In the case of Semler v. Oregon State Board of Dental Examiners, 294 U.S. 603, a statute of that state was held
[121 NJL Page 195]
constitutional. The statute in question provided (Code 1930, §§ 68-1013, as amended by laws of 1933, page 210) that any dentist might have his license revoked or suspended for advertising professional superiority or the performance of professional services in a superior manner; advertising prices for professional services; advertising by means of large display, glaring light signs, or containing as a part thereof the representation of a tooth, teeth, bridge work or any portion of the human head; employing or making use of advertising, solicitors or free publicity press agents; or advertising any free dental work or free examination; or advertising to guarantee any dental service, or to perform any dental operation painlessly. There can be no question that the state can regulate the practice of dentistry and supervise the conduct thereof by any administrative board.
It is clear that the legislature of this state in authorizing the revocation or suspension of the license of a dentist who advertised his product, or the price, or charges to be paid therefor, or the durability of his work in defiance of the manner specified in the act was merely enacting a law necessary to protect the public from the wiles and artifices of the charlatan.
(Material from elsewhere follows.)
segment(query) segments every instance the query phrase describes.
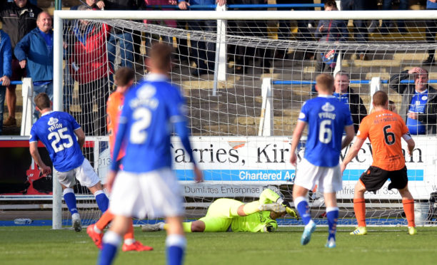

The truth or falsity of the prosecutor's assertions is of no importance. It is possible that everything that the prosecutor said in his advertisements is the literal truth, but if this kind of advertising affords the unscrupulous practitioner an opportunity to practice a deception upon his patients, then, there is reason why the legislature should permit the suspension or revocation of the license of those who so do.
The practice of dentistry is not a business but a privilege, and the practice thereof is subject to state regulation in the interest of the public. It was proper that the legislature should take steps to prevent licensed dentists from resorting to the well known practice of charlatans and quacks. The issue before the state board in suspending the prosecutor's license upon the charges made was simply whether he had resorted to the prohibited practices, and it was not necessary for it to investigate the truth or falsity of the advertisements
[121 NJL Page 196]
adduced, since they admittedly offended against the legislative concept of proper dental practice.
The statute in question does not preclude all advertisement. Those who pursue a learned profession or calling have always been bound by certain limitations upon their freedom of speech. From earliest times, the physician's mouth has been sealed. So also the clergy are precluded from making certain disclosures. See 70 C.J. 376. It is the advertisement of the price to be charged for dental work and the character of the work to be done which the legislature has seen fit to prohibit. To urge that an individual licensed by the state to practice a skilled profession may not be precluded by the state from advertising the price to be charged for his work and the durability thereof, is tantamount to urging that the state may not make regulations which will preclude charlatans from enticing the public to their offices by arts which are likely to deceive, and that those licensed to practice a profession requiring skill and knowledge may not be required to conform to a standard of practice which the people by their representatives deem necessary for their protection.
The writ will be dismissed, with costs.